EDSA I (or People Power I) had a limited goal: to end the Marcos dictatorship that had essentially dismantled the traditional inner circles, the “old money” elites. The new trustee, Cory Aquino, thus represented the restoration of the old power. But the rise of Joseph “Erap” Estrada, a Marcos lieutenant, and of the “Binondo intsik behos” threatened anew the old elite power structures. The command center could not possibly permit an “outsider” to wield too much political power or for Erap’s midnight buddies to consolidate considerable economic power. Hence, through the media of mass communication the higher circle controls, the demonization of Erap: sugarol, babaero, lasengero at bobo. Consequently, Erap was ousted from the presidency by the EDSA II stratagem of “withdrawal of support” and “constructive resignation.”

Make no mistake about it: during both EDSAs people power and elite power rode upon each other’s back, with the latter keeping as expected the reins of the command center. There’s one notable contrast. Whereas Cory Aquino of EDSA I, at the inception of her administration, was open to a wider spectrum of meaningful reforms, GMA of EDSA II was quick to announce on the first day of office her deep-rooted conservative agenda: conserve the system for the “market-dominant minority” of economic elites.

Necessarily a part of a larger problem, Arroyo is not the economist she claims to be who sees a problematic political economy she is willing to solve. She comes out first and foremost a politician adroitly capable of being Marcosian sans martial law, prematurely thrust into power as the elites’ best wager to protect their interests and power structures. Now, as Arroyo shows signs of waning, the elites are again ready to double-bet on the People Power III crowd, hoping to package a surrogate as the people’s next champion.


Anonymous Ano nymous said...

I was taken aback you revealing anti-Chinese prejudice... now I realize I should not have been.

February 20, 2008 5:31 PM  
Anonymous ano nymous said...

Old man of Philippine journalism Amando Doronilla writes:

In 1986, the call of Jaime Cardinal Sin sent more than a million people to the streets to protect the forces allied with Defense Minister Juan Ponce Enrile and Gen. Fidel Ramos from the troops that remained loyal to Ferdinand Marcos. In today's setting the Roman Catholic hierarchy is less unified than during the time of Cardinal Sin. The Church also does not have a leader as influential as Sin.

The strongest statement of the Catholic Bishops' Conference of the Philippines called on the religious rank and file and the people to take "communal action" in the search for truth.

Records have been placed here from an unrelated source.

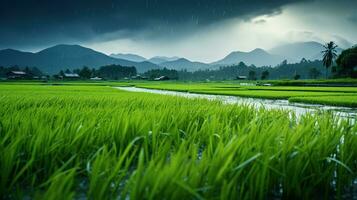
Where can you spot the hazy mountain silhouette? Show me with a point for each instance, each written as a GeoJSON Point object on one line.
{"type": "Point", "coordinates": [60, 57]}
{"type": "Point", "coordinates": [257, 57]}
{"type": "Point", "coordinates": [129, 56]}
{"type": "Point", "coordinates": [294, 52]}
{"type": "Point", "coordinates": [162, 59]}
{"type": "Point", "coordinates": [183, 63]}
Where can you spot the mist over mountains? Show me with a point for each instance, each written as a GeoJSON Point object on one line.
{"type": "Point", "coordinates": [60, 57]}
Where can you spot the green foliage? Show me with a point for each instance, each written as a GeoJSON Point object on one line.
{"type": "Point", "coordinates": [156, 73]}
{"type": "Point", "coordinates": [347, 63]}
{"type": "Point", "coordinates": [284, 70]}
{"type": "Point", "coordinates": [65, 142]}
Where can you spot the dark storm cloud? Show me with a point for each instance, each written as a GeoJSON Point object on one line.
{"type": "Point", "coordinates": [26, 23]}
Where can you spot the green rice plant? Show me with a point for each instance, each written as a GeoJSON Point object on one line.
{"type": "Point", "coordinates": [91, 141]}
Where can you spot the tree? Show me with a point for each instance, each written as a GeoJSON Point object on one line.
{"type": "Point", "coordinates": [252, 75]}
{"type": "Point", "coordinates": [85, 73]}
{"type": "Point", "coordinates": [314, 73]}
{"type": "Point", "coordinates": [329, 54]}
{"type": "Point", "coordinates": [347, 63]}
{"type": "Point", "coordinates": [265, 75]}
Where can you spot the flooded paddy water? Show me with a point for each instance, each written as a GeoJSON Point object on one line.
{"type": "Point", "coordinates": [298, 108]}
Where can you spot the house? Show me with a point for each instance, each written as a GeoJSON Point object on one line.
{"type": "Point", "coordinates": [96, 79]}
{"type": "Point", "coordinates": [71, 76]}
{"type": "Point", "coordinates": [138, 77]}
{"type": "Point", "coordinates": [17, 75]}
{"type": "Point", "coordinates": [162, 78]}
{"type": "Point", "coordinates": [241, 77]}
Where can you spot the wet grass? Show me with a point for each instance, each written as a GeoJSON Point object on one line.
{"type": "Point", "coordinates": [348, 101]}
{"type": "Point", "coordinates": [291, 93]}
{"type": "Point", "coordinates": [65, 142]}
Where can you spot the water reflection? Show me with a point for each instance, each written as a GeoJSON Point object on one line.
{"type": "Point", "coordinates": [298, 108]}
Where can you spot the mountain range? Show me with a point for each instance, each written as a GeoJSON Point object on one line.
{"type": "Point", "coordinates": [61, 57]}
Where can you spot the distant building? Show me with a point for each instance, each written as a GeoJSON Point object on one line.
{"type": "Point", "coordinates": [96, 79]}
{"type": "Point", "coordinates": [139, 77]}
{"type": "Point", "coordinates": [162, 78]}
{"type": "Point", "coordinates": [17, 75]}
{"type": "Point", "coordinates": [71, 76]}
{"type": "Point", "coordinates": [241, 77]}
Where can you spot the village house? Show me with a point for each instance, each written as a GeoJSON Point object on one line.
{"type": "Point", "coordinates": [71, 76]}
{"type": "Point", "coordinates": [17, 75]}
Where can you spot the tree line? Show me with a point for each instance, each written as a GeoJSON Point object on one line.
{"type": "Point", "coordinates": [110, 72]}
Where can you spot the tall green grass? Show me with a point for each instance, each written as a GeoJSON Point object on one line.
{"type": "Point", "coordinates": [65, 142]}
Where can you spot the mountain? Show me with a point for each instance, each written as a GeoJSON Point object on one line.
{"type": "Point", "coordinates": [183, 63]}
{"type": "Point", "coordinates": [257, 57]}
{"type": "Point", "coordinates": [130, 57]}
{"type": "Point", "coordinates": [162, 59]}
{"type": "Point", "coordinates": [61, 57]}
{"type": "Point", "coordinates": [294, 52]}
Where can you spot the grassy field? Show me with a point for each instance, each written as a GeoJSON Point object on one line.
{"type": "Point", "coordinates": [349, 101]}
{"type": "Point", "coordinates": [334, 95]}
{"type": "Point", "coordinates": [65, 142]}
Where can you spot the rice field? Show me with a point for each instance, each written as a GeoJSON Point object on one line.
{"type": "Point", "coordinates": [334, 96]}
{"type": "Point", "coordinates": [96, 142]}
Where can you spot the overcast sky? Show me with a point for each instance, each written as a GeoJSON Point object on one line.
{"type": "Point", "coordinates": [203, 30]}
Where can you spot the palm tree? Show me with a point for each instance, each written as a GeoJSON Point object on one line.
{"type": "Point", "coordinates": [329, 54]}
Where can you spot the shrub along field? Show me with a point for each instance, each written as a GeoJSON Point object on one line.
{"type": "Point", "coordinates": [65, 142]}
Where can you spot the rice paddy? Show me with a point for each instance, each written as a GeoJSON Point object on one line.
{"type": "Point", "coordinates": [97, 142]}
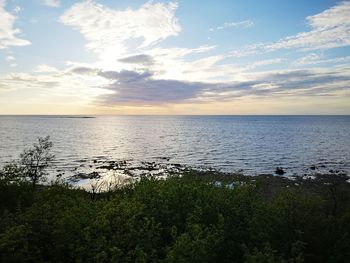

It was hardly a call to arms for street activism by the faithful, led by priests and nuns who spearheaded the Church's involvement in mass action in 1986.

Although there are signs of increasing public outrage over the NBN scandal, a higher state of outrage is needed to send huge numbers of people to the streets. The military is watching the size of the crowd before it makes a move either to remain loyal to the commander in chief or withdraw support, like it did in 2001, when the general staff dumped Estrada.

February 26, 2008 12:01 AM  
Anonymous Ano nymous said...

But really... the military should just take over and be done with the charade. For years is probably all the time that is needed for a Lee Kuan Yew dictator to be caretaker in Malacanang to whip the Filipino population into shape!!!!

Bring back FVR!!! Ping Lacson will be okay by me, too!!!!